Césaire a introduit ce Renan en disant : «Qui parle ? J'ai honte de le dire : c'est l'humaniste occidental, le philosophe «idéaliste»... «Hitler ? Rosenberg ? Non, Renan». Les Blancs imputent le racisme à leurs pauvres ignorants, mais cette idéologie a été écrite par leurs élites bien avant. Les racistes modernes ne font que régurgiter le repas de sang des siècles passés. Les gens disent que Trump ne peut pas faire cela, mais rien moins qu'Emmanuel Kant dit qu'il devrait le faire. 𝕏 Kant a dit que «la race des Blancs contient en elle-même tous les talents et tous les motifs» (donc tarifer tous les autres dans l'oubli).

Même si  Tony Schwartz, le ghostwriter de Trump, a déclaré : «Je doute sérieusement que Trump ait jamais lu un livre d'un bout à l'autre dans sa vie d'adulte», Trump canalise néanmoins inconsciemment l'identité de la pensée impérialiste. Comme l'a dit John Maynard Keynes, «les hommes de terrain qui se croient à l'abri de toute influence intellectuelle sont généralement les esclaves d'un économiste défunt. Les fous en autorité, qui entendent des voix dans l'air, distillent leur frénésie à partir d'un scribouillard académique d'il y a quelques années». Ainsi, Trump ne fait que distiller l'essentiel de la pensée occidentale, à savoir que l'Occident est le meilleur et que tous les autres peuvent manger de la merde. La frénésie de Trump exprime en fait l'ensemble de la philosophie occidentale, qui  revendique toute la catégorie de la philosophie et déporte tout le reste dans les départements de la périphérie.

Mais Trump arrive trop tard pour éviter son destin. Si le destin peut conduire les volontaires (Sénèque), il entraîne les récalcitrants, et Trump entraîne l'Amérique vers le destin qu'elle mérite plus rapidement que prévu. C'est l'un de ces moments où un Grand Idiot prend les rênes d'un déclin probable et le tire vers le bas en une certitude. Comme le disait Césaire. «Au bout du capitalisme, qui ne demande qu'à survivre à son temps, il y a Hitler. Au bout de l'humanisme formel et du renoncement philosophique, il y a Hitler». On sent que l'Amérique est impatiente de survivre à son époque, puisqu'elle a voté deux fois pour cet homme. Et c'est ainsi qu'ils s'éteignent de la manière traditionnelle de l'homme blanc américain, par le meurtre-suicide de toute la famille.

Trump est l'héritier d'un héritage qui a déjà été dépensé.
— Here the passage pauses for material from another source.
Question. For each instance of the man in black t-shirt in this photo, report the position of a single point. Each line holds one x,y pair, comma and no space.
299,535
Il est les cheveux coiffés sur une calvitie déjà apparente. Il est la dernière tentative furieuse de simplement manger le palimpseste de l'histoire avant qu'il ne soit écrasé par les rébellions actuelles. L'Empire blanc a toujours été mauvais, mais c'est seulement maintenant qu'il apparaît stupide, alors qu'il s'achève. Le mal est simplement stupide à long terme, et c'est le cas aujourd'hui. Comme le chantait Frank Sinatra, envoyez les clowns, pas la peine, ils sont là.